ECOLES INNOVANTES, EXPERIMENTALES, PILOTES, EN RUPTURE,
ALTERNATIVES etc…
1 PREAMBULE
Les militants et associations qui actuellement unissent
leurs forces, se fédèrent pour certaines, et vont se rencontrer
notamment le 16 décembre 2000 à l'Ile Saint-Denis, récusent toute
assimilation de leurs projets et objectifs au libéralisme économique et
politique.
Ils agissent dans le cadre de l'Education Nationale et
cherchent les moyens d'engager concrètement des réformes qui paraissent
indispensables à beaucoup mais qu'il n'est pas possible d'imposer par voie
d'Instructions Officielles.
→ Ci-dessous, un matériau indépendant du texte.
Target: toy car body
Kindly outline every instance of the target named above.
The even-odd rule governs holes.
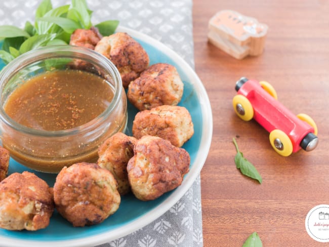
[[[317,128],[305,114],[295,115],[277,100],[266,81],[241,77],[236,82],[233,107],[243,120],[256,120],[270,133],[270,142],[279,154],[287,156],[301,148],[311,151],[318,143]]]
Ils n'entendent pas "remédier" à certains
dysfonctionnements locaux mais
transformer l'ensemble de l'Ecole, même s'ils approuvent certaines
actions d'urgence. Leurs projets ou réalisations cherchent à réaliser
véritablement la mixité sociale dans des "écoles créatrices
d'humanité" et visent à faire de l'éducation "l'affaire de tous"
( les "initiatives citoyennes", tout comme les écoles
"ouvertes" traduisent une des applications de cette idée).
2 LA SITUATION
2.1
les militants des
divers mouvements pédagogiques réalisent depuis longtemps tout ou partie de ces
objectifs, le plus souvent dans l'isolement au sein d'établissements parfois
hostiles, sans possibilité d'évaluation, de validation et donc de
généralisation.
2.2
Des écoles , collèges expérimentaux ou "chargés
d'expérimentation" ont pu fonctionner dans le cadre, notamment, de l'INRP.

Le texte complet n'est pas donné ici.